In South Africa, it was the Soviet
bloc—the same communist governments that were brutally repressing their own
people—that helped the ANC fight apartheid. In the 1980s, they were joined by
an American and European anti-apartheid movement willing to overlook the ANC’s
communist ties because they refused to see South Africa’s freedom struggle
through a Cold War lens.
At a time when men like Reagan and
Cheney were insisting that the most important thing about Mandela was where he
stood in the standoff between Washington and Moscow, millions of citizens
across the West insisted that the ANC could be Soviet-backed,
communist-influenced, and still lead a movement for freedom.
They were right. When it came to other
countries, Mandela’s leftist ties did sometimes blind him to communism’s
crimes. In 1991, for instance, he called Fidel Castro “a source of inspiration
to all freedom-loving people.” But at home, where it mattered most, the ANC was
a genuine, multiracial movement for democracy. And so the Americans who best
championed South African freedom were the ones who didn’t view freedom as
synonymous with the geopolitical interests of the United States.
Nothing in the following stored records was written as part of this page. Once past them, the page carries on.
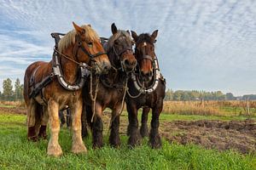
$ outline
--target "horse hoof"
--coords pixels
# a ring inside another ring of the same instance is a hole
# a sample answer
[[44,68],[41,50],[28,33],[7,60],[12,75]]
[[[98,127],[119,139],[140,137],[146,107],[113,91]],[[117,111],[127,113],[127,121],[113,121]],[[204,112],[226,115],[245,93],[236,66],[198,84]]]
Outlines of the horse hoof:
[[87,149],[84,144],[73,144],[72,146],[72,152],[74,154],[85,154],[87,153]]
[[37,136],[28,136],[27,140],[32,141],[32,142],[37,142],[37,141],[38,141],[38,137],[37,137]]
[[60,156],[62,155],[62,150],[60,144],[53,145],[53,144],[49,144],[48,145],[48,150],[47,150],[47,155],[48,156],[53,156],[55,157],[59,157]]
[[41,139],[43,140],[46,140],[47,139],[47,135],[38,135],[38,139]]

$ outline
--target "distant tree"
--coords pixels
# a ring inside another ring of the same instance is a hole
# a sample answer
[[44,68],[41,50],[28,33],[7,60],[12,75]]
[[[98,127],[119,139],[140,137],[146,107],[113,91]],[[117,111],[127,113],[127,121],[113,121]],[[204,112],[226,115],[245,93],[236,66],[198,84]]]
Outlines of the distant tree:
[[226,94],[226,100],[234,100],[236,99],[236,98],[233,95],[232,93],[227,93]]
[[170,101],[173,99],[173,91],[172,89],[167,89],[166,92],[165,100]]
[[243,95],[241,99],[247,100],[249,99],[249,100],[256,100],[256,94],[247,94],[247,95]]
[[9,78],[3,80],[3,95],[4,99],[12,100],[13,97],[13,86],[12,81]]
[[180,101],[181,96],[183,92],[182,90],[177,90],[173,94],[173,100]]

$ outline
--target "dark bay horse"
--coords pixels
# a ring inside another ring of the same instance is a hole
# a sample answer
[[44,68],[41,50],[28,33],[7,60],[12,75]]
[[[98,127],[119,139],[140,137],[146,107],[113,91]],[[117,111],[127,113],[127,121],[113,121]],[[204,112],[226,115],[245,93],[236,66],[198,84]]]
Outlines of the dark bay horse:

Therein lies Mandela’s real lesson for
Americans today. The Cold War is over, but mini-Cold Wars have followed. And
once again, American elites, especially on the right, have a bad habit of using
“freedom” as a euphemism for whatever serves American power.
Thus, American politicians frequently
suggest that by impoverishing the people of Iran with ever-harsher economic
sanctions, and threatening to bomb them, we are promoting their freedom, even
though the people risking their life for democracy in Iran—people like dissident
journalist Akbar Ganji and Nobel Prize winner Shirin
Ebadi—passionately
disagree.
Mandela challenged that. Like Martin
Luther King, who publicly repudiated Lyndon Johnson’s claim that Vietnam was a
war for democracy, Mandela rejected George W. Bush’s idealistic rationalizations
of the Iraq War. In 2003, when Bush was promising to
liberate Iraq’s people, Mandela said, “All that he wants is Iraqi oil.”
When Bush declared Iraq’s alleged
pursuit of nuclear weapons a threat to the planet, Mandela had the bad manners
to remind Bush that the only country to have actually
used nukes was the United States. Mandela’s message to America’s
leaders, born from firsthand experience, was clear: Don’t pretend you are pure.
As with King, it is this subversive
aspect of Mandela’s legacy that is most in danger of being erased as he enters
America’s pantheon of sanitized moral icons. But it is precisely the aspect
that Americans most badly need. American power and human freedom are two very
different things. Sometimes they intersect; sometimes they do not. Walking in
Nelson Mandela’s footsteps requires being able to tell the difference.